MORDIGGAN - Metamorphose (2003)
Par MARCO STIVELL le 20 Juillet 2025          Consultée 12 fois

Dans la mythologie lovecraftienne, Mordiggian est le nom du frère de Cthulhu (le plus célèbre), dans la famille des Grands Anciens, dieux cosmiques terrifiants qui un jour ou l'autre reprendront leur place sur Terre. Ce n'est en revanche pas celui qu'avaient de base choisi une bande de musiciens originaires de Charlieu, dans le département de la Loire (42). Plus exactement, aux confins nord de cette magnifique Loire terrestre traversée par la fluviale, grand couloir assez contrasté ; d'abord l'arrivée par la vallée du Rhône qui descend au sud-est jusqu'à Saint-Etienne, ensuite plus longuement et de bas en haut, la grande eau courante séparant le Forez-Livradois auvergnat d'un côté et de l'autre le Lyonnais-Beaujolais. Au-dessus de Roanne et tout juste avant la Bourgogne, Charlieu se tient près de cette route magnifique et tranquille qui longe la rive droite de la Loire. Un pays que même un dieu-démon tout droit sorti de l'imagination pathologique de ce bon vieil H. P. Lovecraft ou l'un de ses suiveurs ne voudrait point tourmenter !

C'est là qu'une équipe de musiciens charliendins-roannais s'unit à la fin des années 1990 avec pour passion commune des goûts allant du hard-metal au rock progressif. Il y a d'abord Sandro Gérace, batteur qui sera le seul membre à écrire l'histoire des débuts jusqu'au dernier concert, puis Serge Boyer le guitariste, et ensuite pas mal de membres allant et venant jusqu'en 2002. Ils se nomment alors STIGGMA et se font connaître dans un rayon local entre le pays stéphanois et Villefranche-Sur-Saône, capitale beaujolaisienne où un premier album, Il Faut Y Croire (2000) est enregistré en autoproduction.
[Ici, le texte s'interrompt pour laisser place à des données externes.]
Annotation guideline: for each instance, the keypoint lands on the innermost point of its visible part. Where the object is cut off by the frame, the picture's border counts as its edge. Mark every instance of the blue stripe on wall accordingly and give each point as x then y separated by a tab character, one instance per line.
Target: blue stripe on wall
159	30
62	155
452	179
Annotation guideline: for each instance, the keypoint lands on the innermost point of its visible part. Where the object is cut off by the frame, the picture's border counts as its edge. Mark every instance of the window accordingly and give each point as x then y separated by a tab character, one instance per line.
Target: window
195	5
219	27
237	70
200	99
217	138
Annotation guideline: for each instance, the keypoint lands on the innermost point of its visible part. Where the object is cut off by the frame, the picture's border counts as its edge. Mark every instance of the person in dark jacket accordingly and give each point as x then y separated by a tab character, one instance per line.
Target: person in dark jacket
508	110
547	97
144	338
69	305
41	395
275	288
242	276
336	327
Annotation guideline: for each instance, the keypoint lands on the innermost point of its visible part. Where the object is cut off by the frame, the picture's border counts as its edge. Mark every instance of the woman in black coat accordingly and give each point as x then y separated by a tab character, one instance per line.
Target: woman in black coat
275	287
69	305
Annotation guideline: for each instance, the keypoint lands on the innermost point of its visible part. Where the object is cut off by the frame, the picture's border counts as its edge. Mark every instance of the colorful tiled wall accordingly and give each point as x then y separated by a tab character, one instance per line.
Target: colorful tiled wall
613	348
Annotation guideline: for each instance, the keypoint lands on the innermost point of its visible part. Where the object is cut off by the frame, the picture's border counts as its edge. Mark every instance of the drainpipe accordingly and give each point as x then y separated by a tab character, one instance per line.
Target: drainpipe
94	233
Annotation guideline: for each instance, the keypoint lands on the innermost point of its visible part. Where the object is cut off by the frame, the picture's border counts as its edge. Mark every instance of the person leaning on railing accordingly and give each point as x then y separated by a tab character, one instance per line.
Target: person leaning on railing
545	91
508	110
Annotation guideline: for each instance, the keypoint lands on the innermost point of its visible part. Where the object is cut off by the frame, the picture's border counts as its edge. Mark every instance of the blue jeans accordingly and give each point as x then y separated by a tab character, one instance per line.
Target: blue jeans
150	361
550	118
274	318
On y voit déjà le sympathique logo du groupe, deux 'g' majuscules comme dans son nom et se faisant face, avec des airs de créature noire, cornée et menaçante. Le chanteur se nomme alors Maxime, remplaçant Mathieu Lapallus qui est passé à la guitare rythmique, tandis qu'une chanteuse-flûtiste, Sophie Boyer, soeur de Serge, est devenue un des piliers du combo tout en l'illuminant de sa présence. À la basse, Pierrick apporte depuis un an une stabilité désirée et bientôt, ce sera pareil pour Loïc Ravazi aux claviers.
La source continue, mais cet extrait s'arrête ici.